Between 1997 and 2007, the Kochs spent over $127 million "directly financing 92 groups that have attacked climate change science and policy solutions," according to a Greenpeace USA analysis.
Stephen Moore, for his part, now works as a Senior Fellow at the Heritage Foundation, long considered the brain trust of the U.S. conservative movement and Republican Party and another key prong of the climate denial apparatus. He formerly served on the ALEC Board of Scholars and still serves on its Private Sector Advisory Council.
In a recent episode of the Independence Institute's "Freedom on Tap" show on Zoom, Moore called stay-at-home orders "one of the biggest bone-headed moves by government in 100 years" which will "go down in history potentially as one of the great abuses of governmental power, not just at the federal level, but at the state level and local level."
The Denver-based Independence Institute is also an SPN member and has called Colorado's response "bureaucracy run wild" and called for Coloradans to "challenge these house arrest orders in every legal way possible."
Moore also called for more acts of civil disobedience, drawing media ire for comparing the ongoing protests in states nationwide to the civil rights efforts of Rosa Parks.
"Isn't that called the right of assembly and grievances against your government? I thought that was protected in the Constitution," said Moore. "I'm working with a group in Wisconsin that wants to do a drive-in. So you remember the old sit-ins, but this is going to be a drive-in and they're going to shut down the Capitol. Shhhh, don't tell anybody, but they think they can get 1,500 people to come in."
He also mentioned an anonymous donor in Wisconsin willing to pony up legal and bail fees.
"And we have one big donor in Wisconsin - I'm not going to mention his name - and he told me 'Steve, I promise I will pay the legal and bail fees for anyone that gets arrested," said Moore. "So this is a great time, gentlemen and ladies, for civil disobedience. We need to be the Rosa Parks here and protest against these government injustices."
Previously, Moore has called climate change a "dingbat idea" in 2016.
"It's really amazing, I have to say. I have to tip my hat to the left: This has been one of the greatest propaganda campaigns in world history that the left has pulled off," Moore said at the time. "So, it's very alarming how this propaganda campaign, that they made this stuff out of, almost completely out of thin air and they’ve convinced millions and millions of thought leaders that this stuff is real."
'Genuine Experts'
Not everyone in the conservative movement is engaging in COVID-19 skepticism, however.
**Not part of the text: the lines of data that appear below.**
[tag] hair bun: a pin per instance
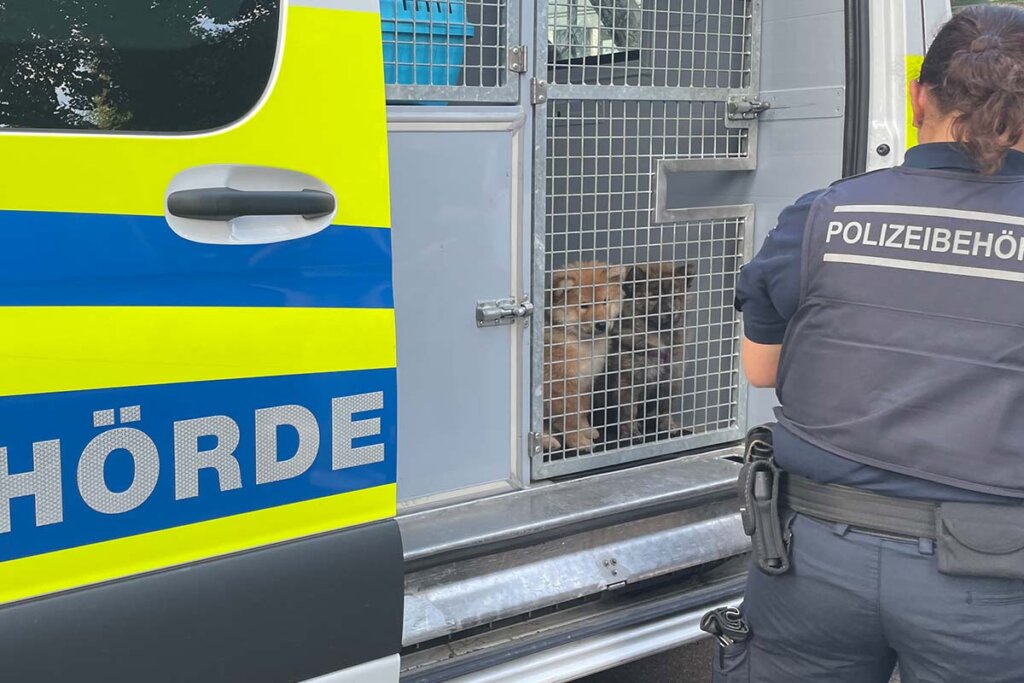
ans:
(986, 42)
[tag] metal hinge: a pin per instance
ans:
(518, 58)
(538, 91)
(535, 441)
(502, 311)
(745, 108)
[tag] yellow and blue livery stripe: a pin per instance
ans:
(104, 308)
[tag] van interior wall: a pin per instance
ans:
(803, 51)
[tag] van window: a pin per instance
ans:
(161, 66)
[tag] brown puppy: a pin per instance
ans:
(648, 356)
(584, 302)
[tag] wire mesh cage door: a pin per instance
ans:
(439, 51)
(638, 354)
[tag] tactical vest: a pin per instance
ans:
(906, 351)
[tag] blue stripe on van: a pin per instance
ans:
(69, 418)
(116, 260)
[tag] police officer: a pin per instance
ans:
(888, 311)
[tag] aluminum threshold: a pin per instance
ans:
(600, 652)
(545, 511)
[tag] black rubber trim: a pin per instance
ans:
(642, 613)
(288, 612)
(858, 88)
(228, 204)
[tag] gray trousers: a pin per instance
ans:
(854, 604)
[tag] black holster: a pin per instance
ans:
(759, 493)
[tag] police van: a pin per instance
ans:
(357, 340)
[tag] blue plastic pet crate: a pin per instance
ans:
(424, 41)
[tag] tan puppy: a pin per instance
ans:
(584, 303)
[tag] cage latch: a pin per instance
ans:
(745, 108)
(502, 311)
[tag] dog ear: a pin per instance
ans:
(561, 283)
(616, 273)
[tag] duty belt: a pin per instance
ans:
(859, 509)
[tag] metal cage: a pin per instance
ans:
(438, 51)
(637, 342)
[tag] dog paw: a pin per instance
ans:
(580, 441)
(551, 442)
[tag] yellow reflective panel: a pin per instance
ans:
(913, 62)
(65, 569)
(67, 348)
(325, 116)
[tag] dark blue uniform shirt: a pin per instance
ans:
(768, 294)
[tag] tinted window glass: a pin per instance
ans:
(168, 66)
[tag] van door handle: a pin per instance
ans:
(228, 204)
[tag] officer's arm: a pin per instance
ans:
(761, 363)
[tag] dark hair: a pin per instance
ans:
(975, 69)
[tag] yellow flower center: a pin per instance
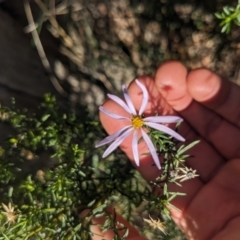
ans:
(137, 122)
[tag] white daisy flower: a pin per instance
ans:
(137, 123)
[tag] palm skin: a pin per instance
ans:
(210, 108)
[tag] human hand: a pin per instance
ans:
(209, 106)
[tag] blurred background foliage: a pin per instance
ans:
(91, 47)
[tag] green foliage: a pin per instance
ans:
(53, 183)
(228, 16)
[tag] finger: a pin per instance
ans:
(207, 123)
(217, 94)
(171, 82)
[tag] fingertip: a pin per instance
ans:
(203, 84)
(170, 80)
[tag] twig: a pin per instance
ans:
(41, 51)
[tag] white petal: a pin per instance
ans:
(165, 129)
(113, 115)
(151, 149)
(120, 102)
(145, 97)
(116, 143)
(135, 147)
(163, 119)
(128, 100)
(112, 137)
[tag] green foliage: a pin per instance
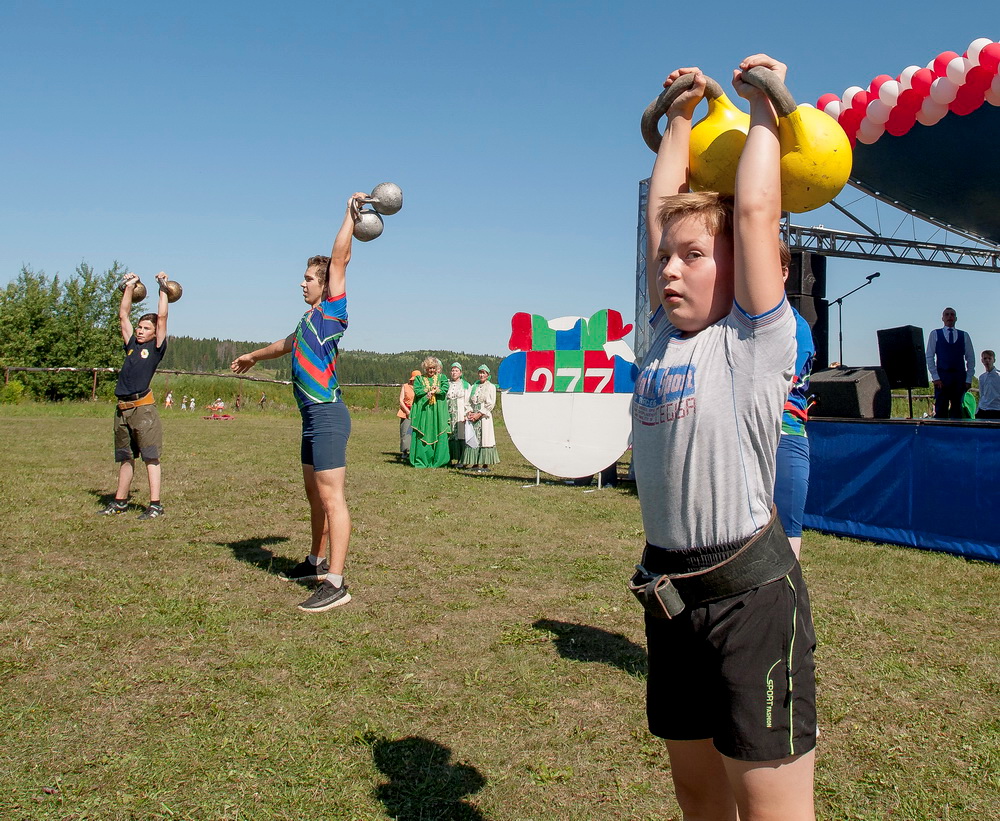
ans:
(11, 393)
(48, 323)
(185, 353)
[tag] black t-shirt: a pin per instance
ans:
(139, 366)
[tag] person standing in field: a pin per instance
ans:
(731, 683)
(458, 390)
(405, 403)
(951, 360)
(138, 431)
(326, 423)
(989, 388)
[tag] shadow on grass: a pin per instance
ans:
(104, 498)
(580, 642)
(423, 784)
(255, 552)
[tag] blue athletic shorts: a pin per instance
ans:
(326, 428)
(791, 482)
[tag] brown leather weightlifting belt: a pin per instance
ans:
(667, 581)
(136, 400)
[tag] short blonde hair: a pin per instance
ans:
(715, 209)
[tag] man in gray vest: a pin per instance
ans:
(951, 360)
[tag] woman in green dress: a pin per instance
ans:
(429, 417)
(480, 439)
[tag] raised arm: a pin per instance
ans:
(757, 210)
(161, 310)
(244, 363)
(125, 308)
(670, 170)
(340, 256)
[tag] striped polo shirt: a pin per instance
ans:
(314, 352)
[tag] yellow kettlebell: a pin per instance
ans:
(815, 152)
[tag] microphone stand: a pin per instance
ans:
(839, 302)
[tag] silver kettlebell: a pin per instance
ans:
(386, 198)
(368, 226)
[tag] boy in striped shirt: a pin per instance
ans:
(326, 423)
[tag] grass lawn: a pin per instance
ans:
(491, 665)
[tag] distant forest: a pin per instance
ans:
(185, 353)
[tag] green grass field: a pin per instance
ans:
(491, 665)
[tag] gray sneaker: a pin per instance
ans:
(326, 597)
(152, 512)
(306, 571)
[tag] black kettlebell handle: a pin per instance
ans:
(763, 78)
(650, 123)
(768, 82)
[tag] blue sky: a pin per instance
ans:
(219, 142)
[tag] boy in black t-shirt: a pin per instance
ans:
(137, 424)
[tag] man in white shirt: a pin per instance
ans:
(989, 388)
(951, 362)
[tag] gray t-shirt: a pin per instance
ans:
(706, 419)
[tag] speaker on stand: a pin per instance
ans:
(901, 354)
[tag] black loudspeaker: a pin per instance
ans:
(901, 354)
(851, 393)
(806, 289)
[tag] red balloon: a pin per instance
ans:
(900, 121)
(979, 77)
(967, 100)
(909, 100)
(941, 62)
(921, 81)
(850, 119)
(876, 83)
(989, 57)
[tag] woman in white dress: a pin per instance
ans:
(480, 439)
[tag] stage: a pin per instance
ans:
(919, 483)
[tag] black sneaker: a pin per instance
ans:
(152, 512)
(326, 598)
(306, 571)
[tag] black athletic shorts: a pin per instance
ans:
(326, 427)
(739, 671)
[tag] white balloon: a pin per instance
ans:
(869, 131)
(877, 112)
(929, 119)
(975, 47)
(943, 90)
(888, 92)
(848, 97)
(958, 67)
And that includes the Koch charitable network itself, as least as it pertains to its own employees. Beginning in late-March, they shifted to a work-from-home paradigm, even as they use the Americans for Prosperity Network to promote lifting shelter-in-place orders — including in Michigan.
And as the rise of COVID-19 skepticism swept through social media before the rise of the "liberate" movement, the libertarian-turned-moderate Niskanen Center explicitly called for the novel coronavirus debate not to go the way of climate change. The group started as an offshoot of the Cato Institute, another Koch-funded think tank that is part of the climate denial network, and was founded by several disgruntled Cato staffers.
"[T]here is obviously a range of possible outcomes for coronavirus, just as there is for climate change," wrote the organization. "However, to have value for public deliberation on urgent questions of life or death, skepticism about expert consensus needs to be informed by credible scientific insight and judgment. Otherwise, it is best that the debate play out between genuine experts, while the rest of us act decisively to hedge against the risks as best we can be assessed."